Since the first of the year, our phones have been ringing off the hook with ad-selling sites looking for ad sales, sales management, business development and customer service training. We’ve booked more training days in the first quarter of 2000 than we conducted in all of 1999.
I’d like to have you believe this is the result of our brilliant marketing plan, but in fact we’ve never actively marketed our training services. It had been a sideline to the consulting business, offered as a client service, with occasional open-to-the-public training sessions that we promoted at events and with mailings. Pretty low-key sales effort, really.
No, we believe the reason for the huge increase in training demand is that the Internet advertising business is growing up. We are moving beyond a Wild West, figure-it-out-as-you-go mentality and into a stage characterized by an active attention to first-class salesmanship: developing and retaining a highly skilled sales staff that provides better solutions to clients. We are joining the rest of the mature media world.
Some readers will object here, wanting to keep this industry separate, unique, an island apart. But many of you will agree with us that the Internet as an advertising vehicle can’t begin to deliver on its potential until we (the ad-supported sites) begin to reach out and deal with the rest of the world (specifically, advertisers and agencies) the way they choose to be dealt with.
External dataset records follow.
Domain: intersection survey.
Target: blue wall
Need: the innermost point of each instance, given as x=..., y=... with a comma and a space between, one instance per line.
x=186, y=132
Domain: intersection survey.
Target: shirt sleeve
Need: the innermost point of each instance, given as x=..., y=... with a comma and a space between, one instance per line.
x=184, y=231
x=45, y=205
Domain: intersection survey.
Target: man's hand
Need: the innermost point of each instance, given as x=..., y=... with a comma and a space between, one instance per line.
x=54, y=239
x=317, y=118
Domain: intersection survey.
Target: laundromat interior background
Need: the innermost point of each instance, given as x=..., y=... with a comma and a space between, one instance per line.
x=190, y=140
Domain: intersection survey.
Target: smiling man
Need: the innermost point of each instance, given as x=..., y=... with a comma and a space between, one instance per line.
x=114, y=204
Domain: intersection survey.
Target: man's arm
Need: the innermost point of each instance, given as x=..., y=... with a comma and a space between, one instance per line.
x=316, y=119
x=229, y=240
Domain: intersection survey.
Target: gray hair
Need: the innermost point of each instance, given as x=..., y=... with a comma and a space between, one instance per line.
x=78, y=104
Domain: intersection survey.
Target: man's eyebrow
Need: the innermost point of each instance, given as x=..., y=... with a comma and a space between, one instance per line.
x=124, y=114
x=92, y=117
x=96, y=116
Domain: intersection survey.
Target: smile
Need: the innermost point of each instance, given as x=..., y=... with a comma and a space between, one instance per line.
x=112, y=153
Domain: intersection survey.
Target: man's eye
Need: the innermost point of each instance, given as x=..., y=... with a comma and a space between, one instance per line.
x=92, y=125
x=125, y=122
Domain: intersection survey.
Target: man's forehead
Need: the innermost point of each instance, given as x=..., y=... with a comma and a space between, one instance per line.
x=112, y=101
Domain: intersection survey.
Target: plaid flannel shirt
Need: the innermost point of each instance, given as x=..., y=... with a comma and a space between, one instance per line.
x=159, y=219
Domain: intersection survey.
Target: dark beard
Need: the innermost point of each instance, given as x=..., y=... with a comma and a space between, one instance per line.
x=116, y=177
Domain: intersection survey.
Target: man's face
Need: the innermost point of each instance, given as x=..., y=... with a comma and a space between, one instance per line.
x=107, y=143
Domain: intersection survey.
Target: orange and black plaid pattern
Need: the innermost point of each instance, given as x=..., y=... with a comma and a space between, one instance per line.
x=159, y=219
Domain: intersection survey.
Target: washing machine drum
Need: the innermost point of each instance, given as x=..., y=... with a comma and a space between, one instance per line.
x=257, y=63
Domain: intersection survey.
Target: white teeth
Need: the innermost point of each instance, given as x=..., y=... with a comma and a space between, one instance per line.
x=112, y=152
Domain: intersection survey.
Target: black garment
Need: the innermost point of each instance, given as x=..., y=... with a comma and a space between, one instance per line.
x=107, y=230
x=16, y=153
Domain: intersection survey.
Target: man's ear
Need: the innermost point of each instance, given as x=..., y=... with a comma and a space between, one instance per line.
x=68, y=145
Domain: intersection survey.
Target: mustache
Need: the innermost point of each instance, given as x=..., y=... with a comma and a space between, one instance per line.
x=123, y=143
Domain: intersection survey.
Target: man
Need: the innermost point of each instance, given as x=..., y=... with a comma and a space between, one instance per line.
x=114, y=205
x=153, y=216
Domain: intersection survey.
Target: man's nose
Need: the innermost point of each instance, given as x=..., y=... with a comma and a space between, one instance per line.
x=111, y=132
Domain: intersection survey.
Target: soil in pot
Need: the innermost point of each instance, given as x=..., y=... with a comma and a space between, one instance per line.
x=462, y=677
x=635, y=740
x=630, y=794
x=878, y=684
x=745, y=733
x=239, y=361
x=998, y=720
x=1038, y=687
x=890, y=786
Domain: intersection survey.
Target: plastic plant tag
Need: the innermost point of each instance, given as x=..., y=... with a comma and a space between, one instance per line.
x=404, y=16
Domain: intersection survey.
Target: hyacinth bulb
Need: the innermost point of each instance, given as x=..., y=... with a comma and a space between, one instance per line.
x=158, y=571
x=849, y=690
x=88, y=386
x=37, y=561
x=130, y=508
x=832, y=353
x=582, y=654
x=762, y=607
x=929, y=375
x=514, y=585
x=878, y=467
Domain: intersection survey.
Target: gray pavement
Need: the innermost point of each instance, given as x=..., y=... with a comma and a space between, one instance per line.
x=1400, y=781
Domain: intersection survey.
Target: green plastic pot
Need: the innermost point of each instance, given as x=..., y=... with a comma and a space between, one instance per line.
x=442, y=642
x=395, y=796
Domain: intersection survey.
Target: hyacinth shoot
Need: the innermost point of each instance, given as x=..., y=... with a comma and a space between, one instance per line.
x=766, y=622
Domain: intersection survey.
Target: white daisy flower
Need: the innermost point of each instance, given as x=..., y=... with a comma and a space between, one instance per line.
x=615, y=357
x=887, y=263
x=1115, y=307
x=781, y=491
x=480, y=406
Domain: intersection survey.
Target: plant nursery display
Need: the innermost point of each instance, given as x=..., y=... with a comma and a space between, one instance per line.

This means we need to learn to fill their business needs with our offerings. We won’t grow this business if we expect the rest of the world to play by a new set of rules. Behaviors are hard to change, and the need to change established behaviors always slows the growth rate of any new idea.
So, Internet advertising salespeople are looking more and more to older media to understand how to sell in the way agencies and clients want to be sold to.
And Internet publishers are investing in the skill levels of their salespeople, their managers, their support staff (and everyone else who works with clients and prospects), because they know that the best trained sell more, keep renewals longer, serve clients better, and are generally happier employees. Which makes them far less likely to leave.
We said eighteen months ago in this column that the Internet advertising business was in toddlerhood. Today it seems to be in school. Literally in school, and learning fast.
We’re excited about the development, and the advertisers and agencies we speak with are, too. Better-informed and better-prepared sales professionals make their jobs much easier; better salespeople in any arena make it easier for customers to buy. And that’s what we all need for the business to keep up its impressive rate of growth.
Now, we admit to a strong bias here – we are training fans, zealots even, who truly believe in the power of continuing education and development for every professional. And yes, our training programs, both customized for companies and designed for public forums, are part of our firm’s revenue picture. You could take this column as a purely commercial message, and if you do, we apologize.
Our view is that no matter whom you work with – whether it be one of the IAB’s professional development programs, another private training firm, or even dedicated internal training staff – the best teams will soon be known, as they are in other fields, by the distinction of their commitment to ongoing training and development. And we believe the whole industry will gain by it.